Her project used a Safety Performance Index algorithm to flight and maintenance data patterns. The algorithm examined how different decisions might reduce risks within a large Title 14 CFR Part 141 collegiate flight-training operation. For instance, how would hiring more flight instructors improve operational safety? How does safety correlate with the number of maintenance technicians, flight students and aircraft in the fleet?

Researchers such as Aguiar, who now teaches for Purdue Global, are applying aviation data analytic advancements rapidly.

At Embry-Riddle, an avionics system in the university’s training aircraft and simulators automatically sends flight data to safety servers. The technology allows us to spot excess speeds, pilot errors, maintenance problems or other issues. By year-end, we aim to take our analytics to the next level, by setting up a flight safety dashboard. Initially, the dashboard will allow us to combine flight, scheduling, maintenance and other data so that we can more easily visualize risks and measure safety performance, notes Dr. Alan Stolzer, dean of our College of Aviation at Daytona Beach, Florida. We are also using these tools in our GE Digital Safety Lab for educational purposes and to prepare future workforce, too.

Our goal university-wide will be to leverage predictive analytics. In particular, we aspire to predict the likelihood of aviation incidents, such as unstable approaches, runway incursions and loss of control. “If we could develop an algorithm to do that,” explains Dr. Dothang Truong, program coordinator for the aviation Ph.D. program, “the safety officer could see not only the visualizations of data patterns but also the probability that some incident might happen.
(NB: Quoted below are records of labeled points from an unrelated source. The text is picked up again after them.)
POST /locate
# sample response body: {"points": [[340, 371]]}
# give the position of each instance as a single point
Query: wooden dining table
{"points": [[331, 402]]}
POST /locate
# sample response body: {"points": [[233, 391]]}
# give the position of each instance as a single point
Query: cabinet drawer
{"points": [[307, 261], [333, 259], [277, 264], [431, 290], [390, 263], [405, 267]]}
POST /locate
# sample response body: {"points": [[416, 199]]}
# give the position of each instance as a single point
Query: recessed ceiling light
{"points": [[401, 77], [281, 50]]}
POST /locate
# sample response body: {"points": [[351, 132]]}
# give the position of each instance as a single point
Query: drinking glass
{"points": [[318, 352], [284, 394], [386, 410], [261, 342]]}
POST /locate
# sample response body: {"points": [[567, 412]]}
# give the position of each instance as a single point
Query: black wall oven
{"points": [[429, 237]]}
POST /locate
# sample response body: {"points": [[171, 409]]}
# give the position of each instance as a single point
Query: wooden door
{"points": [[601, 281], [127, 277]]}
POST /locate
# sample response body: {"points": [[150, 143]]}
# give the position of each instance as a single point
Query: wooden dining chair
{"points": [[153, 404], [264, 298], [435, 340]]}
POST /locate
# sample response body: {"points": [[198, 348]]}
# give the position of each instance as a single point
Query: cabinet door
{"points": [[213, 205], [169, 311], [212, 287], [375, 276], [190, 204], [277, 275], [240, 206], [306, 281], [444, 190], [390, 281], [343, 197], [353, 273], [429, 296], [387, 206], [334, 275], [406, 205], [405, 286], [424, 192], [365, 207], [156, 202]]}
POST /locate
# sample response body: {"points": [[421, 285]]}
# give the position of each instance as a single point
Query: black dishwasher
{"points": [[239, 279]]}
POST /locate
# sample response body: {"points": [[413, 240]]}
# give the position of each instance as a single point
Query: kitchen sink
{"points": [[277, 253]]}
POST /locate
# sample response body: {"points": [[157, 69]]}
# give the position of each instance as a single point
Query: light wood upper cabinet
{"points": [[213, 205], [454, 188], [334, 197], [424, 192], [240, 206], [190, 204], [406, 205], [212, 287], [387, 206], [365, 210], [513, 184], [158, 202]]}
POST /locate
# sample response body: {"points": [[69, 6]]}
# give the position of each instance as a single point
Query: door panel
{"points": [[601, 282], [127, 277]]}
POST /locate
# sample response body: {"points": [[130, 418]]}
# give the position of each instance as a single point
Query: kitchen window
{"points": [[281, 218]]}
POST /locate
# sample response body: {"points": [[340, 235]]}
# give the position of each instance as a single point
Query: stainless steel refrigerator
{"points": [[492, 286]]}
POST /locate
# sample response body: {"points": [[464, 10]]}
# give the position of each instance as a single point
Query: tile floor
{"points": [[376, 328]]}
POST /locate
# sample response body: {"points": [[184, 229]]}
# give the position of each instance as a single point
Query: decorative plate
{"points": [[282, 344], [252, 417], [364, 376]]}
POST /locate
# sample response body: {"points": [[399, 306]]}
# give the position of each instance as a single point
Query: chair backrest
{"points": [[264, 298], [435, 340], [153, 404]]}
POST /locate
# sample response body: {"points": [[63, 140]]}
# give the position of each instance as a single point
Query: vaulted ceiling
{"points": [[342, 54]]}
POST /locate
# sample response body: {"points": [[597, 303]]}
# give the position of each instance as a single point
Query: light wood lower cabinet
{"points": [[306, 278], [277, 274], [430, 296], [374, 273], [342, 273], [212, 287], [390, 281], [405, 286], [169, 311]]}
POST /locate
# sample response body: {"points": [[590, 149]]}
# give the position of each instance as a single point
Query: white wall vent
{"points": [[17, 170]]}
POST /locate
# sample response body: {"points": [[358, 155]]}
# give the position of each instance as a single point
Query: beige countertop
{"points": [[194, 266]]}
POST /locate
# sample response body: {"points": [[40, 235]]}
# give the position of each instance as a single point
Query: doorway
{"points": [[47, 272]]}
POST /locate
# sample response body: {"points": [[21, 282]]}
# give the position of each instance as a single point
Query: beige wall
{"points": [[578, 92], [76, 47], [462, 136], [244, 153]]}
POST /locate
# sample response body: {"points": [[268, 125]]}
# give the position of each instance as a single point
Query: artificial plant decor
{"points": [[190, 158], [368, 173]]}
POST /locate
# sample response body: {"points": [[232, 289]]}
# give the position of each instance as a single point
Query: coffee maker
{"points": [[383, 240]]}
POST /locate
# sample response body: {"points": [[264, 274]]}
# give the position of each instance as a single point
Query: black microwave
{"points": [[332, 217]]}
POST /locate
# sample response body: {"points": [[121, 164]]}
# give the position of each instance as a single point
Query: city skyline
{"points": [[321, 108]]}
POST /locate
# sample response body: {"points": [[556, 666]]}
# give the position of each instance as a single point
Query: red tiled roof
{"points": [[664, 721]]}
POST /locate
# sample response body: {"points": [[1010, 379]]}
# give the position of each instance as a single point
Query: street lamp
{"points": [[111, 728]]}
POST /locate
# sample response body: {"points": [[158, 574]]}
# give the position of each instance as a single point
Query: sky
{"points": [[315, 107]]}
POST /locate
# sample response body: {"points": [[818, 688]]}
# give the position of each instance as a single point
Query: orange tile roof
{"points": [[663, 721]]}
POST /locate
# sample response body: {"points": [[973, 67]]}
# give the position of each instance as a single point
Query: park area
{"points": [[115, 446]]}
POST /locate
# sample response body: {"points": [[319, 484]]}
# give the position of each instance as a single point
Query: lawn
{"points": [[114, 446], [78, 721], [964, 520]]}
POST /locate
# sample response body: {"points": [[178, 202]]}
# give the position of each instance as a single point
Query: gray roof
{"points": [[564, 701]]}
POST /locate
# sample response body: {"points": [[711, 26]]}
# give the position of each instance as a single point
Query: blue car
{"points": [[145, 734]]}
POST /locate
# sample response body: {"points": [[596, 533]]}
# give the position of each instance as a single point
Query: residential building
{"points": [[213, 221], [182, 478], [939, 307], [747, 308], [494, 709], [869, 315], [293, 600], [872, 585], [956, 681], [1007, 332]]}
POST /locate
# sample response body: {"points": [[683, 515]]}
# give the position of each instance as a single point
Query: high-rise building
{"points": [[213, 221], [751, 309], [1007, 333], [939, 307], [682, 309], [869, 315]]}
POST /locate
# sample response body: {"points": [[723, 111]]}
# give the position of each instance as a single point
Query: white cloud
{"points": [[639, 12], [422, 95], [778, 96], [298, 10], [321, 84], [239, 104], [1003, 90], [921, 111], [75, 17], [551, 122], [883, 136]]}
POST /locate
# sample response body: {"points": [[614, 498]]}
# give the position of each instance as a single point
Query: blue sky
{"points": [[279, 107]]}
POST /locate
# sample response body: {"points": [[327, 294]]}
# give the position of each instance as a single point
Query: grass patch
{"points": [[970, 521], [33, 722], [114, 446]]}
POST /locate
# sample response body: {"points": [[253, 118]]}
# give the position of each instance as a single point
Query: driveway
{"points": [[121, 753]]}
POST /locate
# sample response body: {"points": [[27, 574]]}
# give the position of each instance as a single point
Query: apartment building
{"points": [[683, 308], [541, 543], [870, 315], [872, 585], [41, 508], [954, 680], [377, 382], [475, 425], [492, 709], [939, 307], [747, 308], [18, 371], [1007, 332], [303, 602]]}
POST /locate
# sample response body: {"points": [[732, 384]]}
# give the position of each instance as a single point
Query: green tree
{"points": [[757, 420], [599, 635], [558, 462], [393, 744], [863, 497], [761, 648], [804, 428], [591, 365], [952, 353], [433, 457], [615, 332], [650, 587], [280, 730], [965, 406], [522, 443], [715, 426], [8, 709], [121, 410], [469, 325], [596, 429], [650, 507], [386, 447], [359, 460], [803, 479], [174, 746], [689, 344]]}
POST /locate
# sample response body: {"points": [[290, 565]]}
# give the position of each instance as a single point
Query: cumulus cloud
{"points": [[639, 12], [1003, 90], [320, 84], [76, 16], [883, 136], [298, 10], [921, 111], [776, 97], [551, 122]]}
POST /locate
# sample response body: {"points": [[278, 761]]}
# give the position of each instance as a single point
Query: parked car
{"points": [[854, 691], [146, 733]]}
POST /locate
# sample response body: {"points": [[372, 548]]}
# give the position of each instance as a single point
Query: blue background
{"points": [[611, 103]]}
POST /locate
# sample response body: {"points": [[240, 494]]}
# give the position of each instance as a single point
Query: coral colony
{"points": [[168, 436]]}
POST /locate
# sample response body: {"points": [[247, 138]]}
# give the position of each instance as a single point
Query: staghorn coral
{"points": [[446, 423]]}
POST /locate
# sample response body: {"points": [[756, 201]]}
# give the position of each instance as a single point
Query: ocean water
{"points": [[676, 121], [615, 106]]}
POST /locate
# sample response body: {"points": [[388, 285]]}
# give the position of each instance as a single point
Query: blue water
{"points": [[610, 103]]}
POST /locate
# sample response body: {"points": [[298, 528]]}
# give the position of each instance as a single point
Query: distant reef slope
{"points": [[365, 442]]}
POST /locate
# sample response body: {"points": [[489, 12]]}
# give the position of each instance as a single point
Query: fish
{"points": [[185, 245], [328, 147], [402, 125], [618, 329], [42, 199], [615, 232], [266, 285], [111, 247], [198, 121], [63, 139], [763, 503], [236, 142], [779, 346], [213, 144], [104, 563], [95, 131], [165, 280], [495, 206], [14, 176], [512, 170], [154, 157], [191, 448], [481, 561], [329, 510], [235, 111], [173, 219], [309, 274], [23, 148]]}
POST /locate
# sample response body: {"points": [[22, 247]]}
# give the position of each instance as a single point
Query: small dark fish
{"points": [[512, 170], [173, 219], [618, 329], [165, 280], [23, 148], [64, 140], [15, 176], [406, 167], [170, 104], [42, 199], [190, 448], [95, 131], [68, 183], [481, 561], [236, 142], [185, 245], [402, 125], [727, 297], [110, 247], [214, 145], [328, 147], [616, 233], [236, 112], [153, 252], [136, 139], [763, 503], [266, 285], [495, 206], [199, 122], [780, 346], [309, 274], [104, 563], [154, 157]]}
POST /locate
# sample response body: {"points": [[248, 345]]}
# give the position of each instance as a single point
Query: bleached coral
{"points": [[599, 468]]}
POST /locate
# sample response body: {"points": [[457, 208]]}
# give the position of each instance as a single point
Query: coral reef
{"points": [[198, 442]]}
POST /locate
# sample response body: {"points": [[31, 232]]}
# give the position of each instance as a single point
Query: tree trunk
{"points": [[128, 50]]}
That prediction would allow them to develop a strategy to prevent it from happening.”

As an example of predictive analytics, Edwin Odisho, another recent graduate with a doctorate in aviation and now an American Airlines pilot, analyzed four years of data collected by NASA from 35 regional jets to build machine-learning algorithms capable of predicting the likelihood of runway excursions. The ability to predict pilots’ misperceptions of runway excursion risks could contribute to more effective simulator training scenarios and strategies, Odisho noted. The information could also be incorporated into avionic display tools to alert pilots to danger.

For researchers in this field, a key challenge is that airlines must deidentify sensitive safety information before sharing it, which takes time. Progress is being made, however. For example, through a public-private collaboration known as Aviation Safety Information Analysis and Sharing, spearheaded by the FAA and facilitated by MITRE Corp., airlines and some business aviation and charter operators routinely share deidentified safety data amongst themselves and the FAA. By aggregating safety data, they can learn when seemingly “one-off” events are part of a more widespread problem.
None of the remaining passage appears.